In your company, information is shared among departments on a daily basis. This information includes the previous day’s sales statistics and current production guidance. It is important to get this information out as quickly as possible.

Suppose that a communications network is to be used to transfer blocks of data (files) from one computer to another. As an example, consider the graph model in **Figure 1**.

Vertices $V_1, V_2,...,V_m$ represent computers, and edges $e_1, e_2,...,e_n$ represent files to be transferred (between computers represented by edge endpoints). $T(e_x)$ is the time that it takes to transfer file $e_x$, and $C(V_y)$ is the capacity of the computer represented by $V_y$ to transfer files simultaneously. A file transfer involves the engagement of both computers for the entire time that it takes to transfer the file. For example, $C(V_y)=1$ means that computer $V_y$ can be involved in only one transfer at a time.

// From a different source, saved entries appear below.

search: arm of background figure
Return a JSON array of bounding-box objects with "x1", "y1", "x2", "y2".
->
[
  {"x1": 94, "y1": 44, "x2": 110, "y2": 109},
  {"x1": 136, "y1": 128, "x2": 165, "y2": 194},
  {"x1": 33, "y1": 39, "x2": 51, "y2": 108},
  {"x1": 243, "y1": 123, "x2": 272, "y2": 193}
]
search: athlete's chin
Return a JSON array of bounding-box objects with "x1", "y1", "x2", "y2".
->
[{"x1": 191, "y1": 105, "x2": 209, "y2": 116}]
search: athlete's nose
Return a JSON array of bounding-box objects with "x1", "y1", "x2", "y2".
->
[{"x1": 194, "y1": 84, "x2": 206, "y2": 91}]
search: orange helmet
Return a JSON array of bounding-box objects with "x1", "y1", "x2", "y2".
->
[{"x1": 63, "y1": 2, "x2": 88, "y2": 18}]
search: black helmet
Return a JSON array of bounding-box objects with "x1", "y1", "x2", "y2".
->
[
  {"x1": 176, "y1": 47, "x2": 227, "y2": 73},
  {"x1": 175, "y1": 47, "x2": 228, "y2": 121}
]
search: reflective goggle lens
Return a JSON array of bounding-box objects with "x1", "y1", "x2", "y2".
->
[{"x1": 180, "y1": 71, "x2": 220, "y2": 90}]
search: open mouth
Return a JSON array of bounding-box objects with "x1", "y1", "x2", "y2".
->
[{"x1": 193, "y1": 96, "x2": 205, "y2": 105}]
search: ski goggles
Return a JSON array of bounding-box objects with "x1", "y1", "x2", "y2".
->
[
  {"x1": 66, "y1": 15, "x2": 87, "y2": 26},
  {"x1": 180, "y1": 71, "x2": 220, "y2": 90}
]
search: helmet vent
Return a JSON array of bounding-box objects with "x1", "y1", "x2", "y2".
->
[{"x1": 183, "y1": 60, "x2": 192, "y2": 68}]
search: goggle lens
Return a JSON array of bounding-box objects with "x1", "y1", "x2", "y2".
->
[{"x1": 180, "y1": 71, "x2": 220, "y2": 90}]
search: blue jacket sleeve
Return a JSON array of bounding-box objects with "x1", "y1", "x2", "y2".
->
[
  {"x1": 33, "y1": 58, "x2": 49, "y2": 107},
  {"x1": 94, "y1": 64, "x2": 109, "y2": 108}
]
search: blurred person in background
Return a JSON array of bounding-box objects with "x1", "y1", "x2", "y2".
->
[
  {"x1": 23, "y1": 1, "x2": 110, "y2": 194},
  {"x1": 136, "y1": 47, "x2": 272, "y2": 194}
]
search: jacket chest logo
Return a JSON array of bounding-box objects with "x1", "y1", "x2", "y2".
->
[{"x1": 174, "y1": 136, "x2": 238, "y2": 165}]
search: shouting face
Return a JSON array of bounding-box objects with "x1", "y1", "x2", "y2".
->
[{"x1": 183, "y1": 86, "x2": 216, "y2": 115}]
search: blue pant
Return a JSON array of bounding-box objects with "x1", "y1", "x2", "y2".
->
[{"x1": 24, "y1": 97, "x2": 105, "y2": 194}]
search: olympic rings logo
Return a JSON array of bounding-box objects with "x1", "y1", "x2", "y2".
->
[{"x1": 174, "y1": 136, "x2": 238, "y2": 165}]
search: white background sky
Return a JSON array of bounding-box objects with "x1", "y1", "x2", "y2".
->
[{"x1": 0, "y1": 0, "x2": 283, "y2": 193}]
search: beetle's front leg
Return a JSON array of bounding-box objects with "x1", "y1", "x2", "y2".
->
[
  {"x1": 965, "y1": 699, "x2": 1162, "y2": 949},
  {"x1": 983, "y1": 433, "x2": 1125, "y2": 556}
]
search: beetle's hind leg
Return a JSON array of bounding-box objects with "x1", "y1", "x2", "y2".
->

We are interested in scheduling the transfers in an optimal way, to minimize the total time that it takes to complete them all. This minimum total time is called the *makespan*. Consider the three following situations for your company:

#### Situation A

Your corporation has 28 departments. Each department has a computer, each of which is represented by a vertex in **Figure 2**. Each day, 27 files must be transferred, represented by the edges in Figure 2. For this network, $T(e_x)=1$ and $C(V_y)=1$ for all $x$ and $y$. Find an optimal schedule and the *makespan* for the given network. Can you prove to your supervisor that your *makespan* is the smallest possible (optimal) for the given network? Describe your approach to solving the problem. Does your approach work for the general case, that is, where $T(e_x)$, $C(V_y)$, and the graph structure are arbitrary?

#### Situation B

Suppose that your company changes the requirements for data transfer. You must now consider the same basic network structure (again, see **Figure 2**) with different types and sizes of files. These files take the amount of time to transfer indicated in **Table 2** by the $T(e_x)$ terms for each edge. We still have $C(V_y)=1$ for all $y$. Find an optimal schedule and the *makespan* for the new network. Can you prove that your *makespan* is the smallest possible for the new network? Describe your approach to solving this problem. Does your approach work for the general case? Comment on any peculiar or unexpected results.

#### Situation C

Your corporation is considering expansion. If that happens, there are several new files (edges) that will need to be transferred daily. This expansion will also include an upgrade of the computer system. Some of the 28 departments will get new computers that can handle more than one transfer at a time. All of these changes are indicated in **Figure 3** and **Tables 3–4**. What is the best schedule and *makespan* that you can find? Can you prove that your* makespan* is the smallest possible for this network? Describe your approach to solving the problem. Comment on any peculiar or unexpected results.